Weekend Joana Craveiro: Portugal trata mal a sua memória

Joana Craveiro: Portugal trata mal a sua memória

A ditadura, o 25 de Abril, o PREC, a descolonização são os temas abordados na exposição performática Quando o Museu Vivo se Torna Físico, da autoria de Joana Craveiro, que vai estar no Teatro São Luiz entre 12 a 18 de Dezembro.

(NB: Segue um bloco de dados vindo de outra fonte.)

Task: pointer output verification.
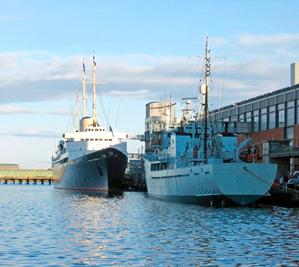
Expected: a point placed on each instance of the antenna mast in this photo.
(205, 97)
(84, 88)
(94, 119)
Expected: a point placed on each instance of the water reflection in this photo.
(40, 225)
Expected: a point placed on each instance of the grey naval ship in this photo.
(92, 158)
(197, 160)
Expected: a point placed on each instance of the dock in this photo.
(26, 176)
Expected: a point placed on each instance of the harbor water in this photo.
(42, 226)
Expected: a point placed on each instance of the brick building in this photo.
(274, 118)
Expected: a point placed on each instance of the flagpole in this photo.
(94, 92)
(84, 89)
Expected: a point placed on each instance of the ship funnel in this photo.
(85, 122)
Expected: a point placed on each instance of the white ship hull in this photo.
(100, 171)
(235, 183)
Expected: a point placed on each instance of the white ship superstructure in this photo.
(92, 158)
(197, 160)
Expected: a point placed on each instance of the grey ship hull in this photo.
(226, 184)
(100, 171)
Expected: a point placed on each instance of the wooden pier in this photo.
(22, 176)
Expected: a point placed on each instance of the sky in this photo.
(145, 51)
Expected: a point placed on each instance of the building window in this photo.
(290, 116)
(241, 117)
(248, 116)
(272, 109)
(290, 133)
(233, 118)
(290, 104)
(256, 123)
(263, 122)
(272, 120)
(281, 118)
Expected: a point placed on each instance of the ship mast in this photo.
(84, 88)
(205, 99)
(94, 119)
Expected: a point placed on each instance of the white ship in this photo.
(197, 160)
(92, 158)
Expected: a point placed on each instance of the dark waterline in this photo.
(41, 226)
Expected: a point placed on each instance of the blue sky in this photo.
(145, 51)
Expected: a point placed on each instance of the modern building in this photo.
(274, 119)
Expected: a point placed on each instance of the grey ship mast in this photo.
(94, 119)
(205, 99)
(84, 88)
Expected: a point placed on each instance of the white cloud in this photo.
(31, 133)
(41, 76)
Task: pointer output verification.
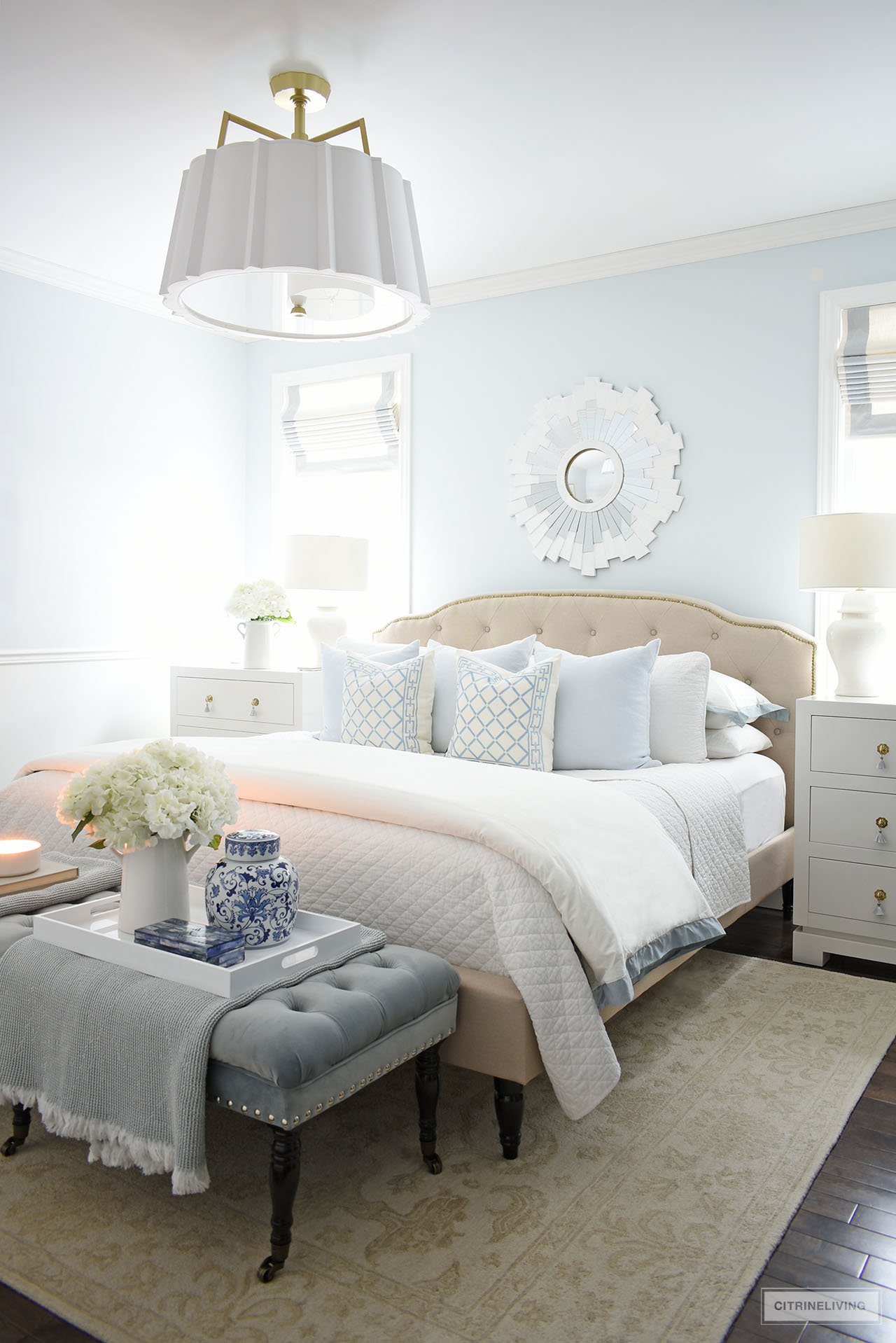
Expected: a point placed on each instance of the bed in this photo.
(508, 1021)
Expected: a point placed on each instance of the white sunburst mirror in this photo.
(594, 475)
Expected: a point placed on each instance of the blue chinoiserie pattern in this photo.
(251, 889)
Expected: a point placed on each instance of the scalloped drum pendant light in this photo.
(296, 238)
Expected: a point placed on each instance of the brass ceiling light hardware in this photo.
(293, 237)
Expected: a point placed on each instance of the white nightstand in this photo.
(235, 703)
(846, 838)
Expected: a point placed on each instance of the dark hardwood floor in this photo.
(843, 1236)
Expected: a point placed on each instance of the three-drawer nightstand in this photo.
(846, 838)
(235, 703)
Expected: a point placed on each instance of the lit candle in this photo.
(19, 857)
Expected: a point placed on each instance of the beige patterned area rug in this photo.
(649, 1220)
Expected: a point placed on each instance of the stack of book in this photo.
(199, 942)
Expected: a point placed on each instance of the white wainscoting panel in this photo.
(52, 700)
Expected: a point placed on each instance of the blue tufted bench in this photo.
(296, 1052)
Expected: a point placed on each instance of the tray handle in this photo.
(296, 958)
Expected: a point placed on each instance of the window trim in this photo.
(832, 305)
(399, 364)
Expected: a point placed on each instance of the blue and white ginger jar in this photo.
(251, 889)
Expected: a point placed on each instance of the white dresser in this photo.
(235, 703)
(846, 838)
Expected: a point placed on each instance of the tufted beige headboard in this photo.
(777, 658)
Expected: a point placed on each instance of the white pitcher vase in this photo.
(257, 642)
(153, 884)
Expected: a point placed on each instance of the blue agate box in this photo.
(199, 942)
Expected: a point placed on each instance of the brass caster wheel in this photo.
(269, 1269)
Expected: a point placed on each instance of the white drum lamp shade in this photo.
(852, 554)
(296, 239)
(327, 564)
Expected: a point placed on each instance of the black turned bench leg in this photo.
(508, 1107)
(20, 1126)
(284, 1183)
(428, 1099)
(788, 901)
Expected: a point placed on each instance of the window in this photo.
(340, 469)
(858, 417)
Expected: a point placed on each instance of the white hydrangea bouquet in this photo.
(147, 806)
(260, 601)
(261, 606)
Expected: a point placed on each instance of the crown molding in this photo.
(783, 232)
(31, 655)
(93, 286)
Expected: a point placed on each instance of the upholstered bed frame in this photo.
(495, 1034)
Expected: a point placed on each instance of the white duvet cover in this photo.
(485, 865)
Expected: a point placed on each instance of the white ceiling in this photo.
(532, 131)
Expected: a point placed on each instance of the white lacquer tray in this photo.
(92, 928)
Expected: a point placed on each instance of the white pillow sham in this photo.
(729, 700)
(511, 657)
(679, 708)
(734, 740)
(388, 707)
(333, 674)
(505, 718)
(603, 708)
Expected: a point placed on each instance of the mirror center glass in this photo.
(594, 475)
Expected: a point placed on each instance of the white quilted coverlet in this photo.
(402, 848)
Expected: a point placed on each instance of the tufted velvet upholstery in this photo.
(777, 658)
(296, 1050)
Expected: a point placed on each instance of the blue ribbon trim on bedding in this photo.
(688, 936)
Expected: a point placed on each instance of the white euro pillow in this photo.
(333, 674)
(734, 740)
(729, 700)
(602, 715)
(510, 657)
(679, 687)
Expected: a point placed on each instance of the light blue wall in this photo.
(729, 351)
(122, 442)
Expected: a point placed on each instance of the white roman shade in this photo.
(867, 370)
(348, 425)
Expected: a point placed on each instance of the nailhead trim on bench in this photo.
(335, 1100)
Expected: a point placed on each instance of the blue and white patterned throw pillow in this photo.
(388, 707)
(505, 718)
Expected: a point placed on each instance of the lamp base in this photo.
(326, 626)
(858, 643)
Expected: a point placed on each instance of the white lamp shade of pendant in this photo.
(327, 563)
(266, 228)
(844, 551)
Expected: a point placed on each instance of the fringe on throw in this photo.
(112, 1146)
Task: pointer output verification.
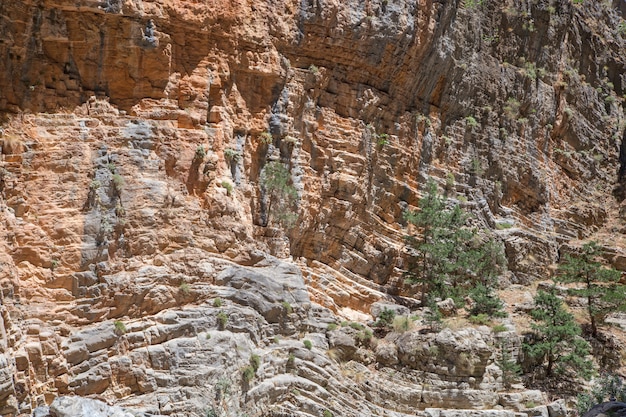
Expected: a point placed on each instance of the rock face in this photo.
(141, 262)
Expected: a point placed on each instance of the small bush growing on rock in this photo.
(499, 328)
(287, 307)
(402, 324)
(282, 197)
(471, 122)
(511, 370)
(232, 155)
(433, 350)
(385, 318)
(120, 327)
(255, 362)
(94, 185)
(200, 153)
(118, 183)
(266, 138)
(222, 319)
(247, 373)
(479, 319)
(486, 302)
(228, 186)
(213, 412)
(184, 288)
(222, 387)
(356, 326)
(364, 336)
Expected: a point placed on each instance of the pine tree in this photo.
(557, 340)
(449, 258)
(599, 284)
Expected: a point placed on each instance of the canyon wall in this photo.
(133, 138)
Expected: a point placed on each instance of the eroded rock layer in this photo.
(133, 138)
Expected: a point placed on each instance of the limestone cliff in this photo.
(133, 138)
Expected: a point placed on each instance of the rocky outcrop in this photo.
(139, 262)
(614, 408)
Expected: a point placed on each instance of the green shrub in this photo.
(471, 122)
(499, 328)
(200, 153)
(266, 138)
(255, 362)
(118, 182)
(276, 183)
(479, 319)
(232, 155)
(385, 318)
(247, 373)
(364, 336)
(228, 186)
(287, 307)
(222, 319)
(120, 327)
(486, 302)
(184, 288)
(356, 326)
(402, 324)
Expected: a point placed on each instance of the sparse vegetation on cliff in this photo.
(449, 258)
(281, 195)
(598, 284)
(557, 344)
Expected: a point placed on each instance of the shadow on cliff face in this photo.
(620, 190)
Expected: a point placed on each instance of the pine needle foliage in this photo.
(449, 257)
(556, 339)
(598, 284)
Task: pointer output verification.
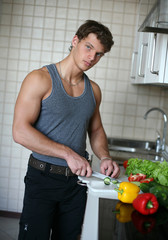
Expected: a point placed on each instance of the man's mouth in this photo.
(88, 64)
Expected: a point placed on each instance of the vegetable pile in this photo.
(156, 170)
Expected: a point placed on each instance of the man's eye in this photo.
(88, 47)
(99, 54)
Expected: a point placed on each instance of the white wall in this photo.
(37, 32)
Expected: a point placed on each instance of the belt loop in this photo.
(67, 172)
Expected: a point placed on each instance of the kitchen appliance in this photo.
(150, 227)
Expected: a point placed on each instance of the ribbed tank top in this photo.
(64, 118)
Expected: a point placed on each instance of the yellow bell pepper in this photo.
(127, 192)
(124, 211)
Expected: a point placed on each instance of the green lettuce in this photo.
(157, 170)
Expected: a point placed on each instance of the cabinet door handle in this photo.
(132, 64)
(140, 61)
(153, 56)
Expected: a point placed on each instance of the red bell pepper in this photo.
(125, 163)
(147, 180)
(146, 203)
(137, 177)
(144, 224)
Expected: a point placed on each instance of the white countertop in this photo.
(97, 189)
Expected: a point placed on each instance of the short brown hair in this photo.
(102, 32)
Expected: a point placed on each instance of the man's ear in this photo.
(75, 41)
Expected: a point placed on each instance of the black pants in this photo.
(54, 206)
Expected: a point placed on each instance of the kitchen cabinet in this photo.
(150, 59)
(150, 55)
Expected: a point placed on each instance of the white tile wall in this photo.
(34, 33)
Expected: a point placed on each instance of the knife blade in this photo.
(102, 176)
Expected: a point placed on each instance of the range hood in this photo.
(157, 19)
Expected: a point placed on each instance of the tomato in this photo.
(125, 163)
(146, 180)
(137, 177)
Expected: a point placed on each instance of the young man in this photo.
(56, 107)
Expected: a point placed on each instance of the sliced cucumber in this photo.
(114, 181)
(107, 181)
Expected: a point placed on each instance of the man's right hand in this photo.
(79, 165)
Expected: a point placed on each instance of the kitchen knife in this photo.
(103, 176)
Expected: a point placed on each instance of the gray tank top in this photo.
(64, 118)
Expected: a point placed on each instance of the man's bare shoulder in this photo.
(96, 90)
(40, 74)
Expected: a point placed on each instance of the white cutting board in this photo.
(97, 185)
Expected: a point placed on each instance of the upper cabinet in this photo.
(150, 56)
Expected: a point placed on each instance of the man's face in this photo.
(87, 52)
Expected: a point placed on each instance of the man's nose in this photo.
(92, 56)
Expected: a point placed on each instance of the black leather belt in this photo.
(56, 169)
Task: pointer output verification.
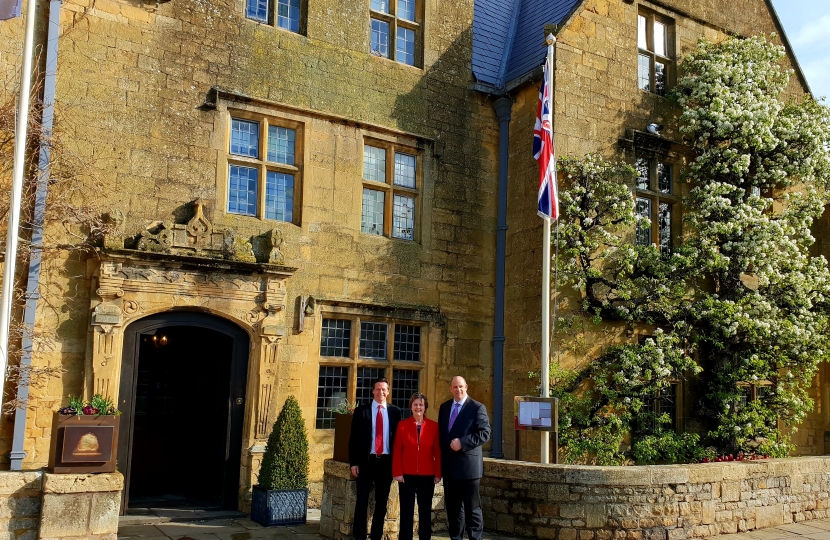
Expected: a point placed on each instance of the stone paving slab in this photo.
(807, 530)
(245, 529)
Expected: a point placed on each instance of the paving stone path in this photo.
(167, 528)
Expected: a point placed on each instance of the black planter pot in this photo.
(279, 506)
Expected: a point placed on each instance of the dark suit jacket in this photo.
(360, 439)
(472, 429)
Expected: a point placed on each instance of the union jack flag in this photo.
(543, 149)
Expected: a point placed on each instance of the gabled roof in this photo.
(508, 34)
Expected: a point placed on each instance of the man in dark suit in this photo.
(463, 426)
(370, 456)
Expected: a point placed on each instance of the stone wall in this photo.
(81, 506)
(36, 505)
(660, 502)
(596, 98)
(20, 501)
(132, 81)
(339, 492)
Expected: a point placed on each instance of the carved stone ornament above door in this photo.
(189, 267)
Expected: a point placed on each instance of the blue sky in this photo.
(807, 24)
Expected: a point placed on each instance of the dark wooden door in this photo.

Joana Craveiro: Portugal trata mal a sua memória
Bruno Simão
Susana Moreira Marques 09 de dezembro de 2016 às 14:00
Durante vários anos, Joana Craveiro reuniu material documental para um espectáculo que dá voz aos cidadãos que viveram - e talvez nunca deixem de reviver - a ditadura, o 25 de Abril, o PREC, a descolonização. "Um Museu Vivo de Pequenas Memórias Pequenas e Esquecidas" é um espectáculo sobre a memória e a transmissão da memória ou a falta que temos dessa transmissão. Como um museu, vivo, nunca está terminado. Como num museu, Joana Craveiro ficou com colecções nos reservados, à espera, e decidiu agora mostrar esse material. Vai estar no Teatro São Luiz, entre 12 a 18 de Dezembro, com "Quando o Museu Vivo se Torna Físico", uma exposição performática. É mesmo ali ao pé da antiga sede da PIDE/DGS, agora condomínio de luxo, um exemplo da facilidade com que Portugal esquece ou da dificuldade que tem em lembrar os aspectos mais tenebrosos da sua história. Conversámos no São Luiz, num dos dias em que montava a exposição e o percurso das visitas, que começa onde o teatro sempre começa: na rua.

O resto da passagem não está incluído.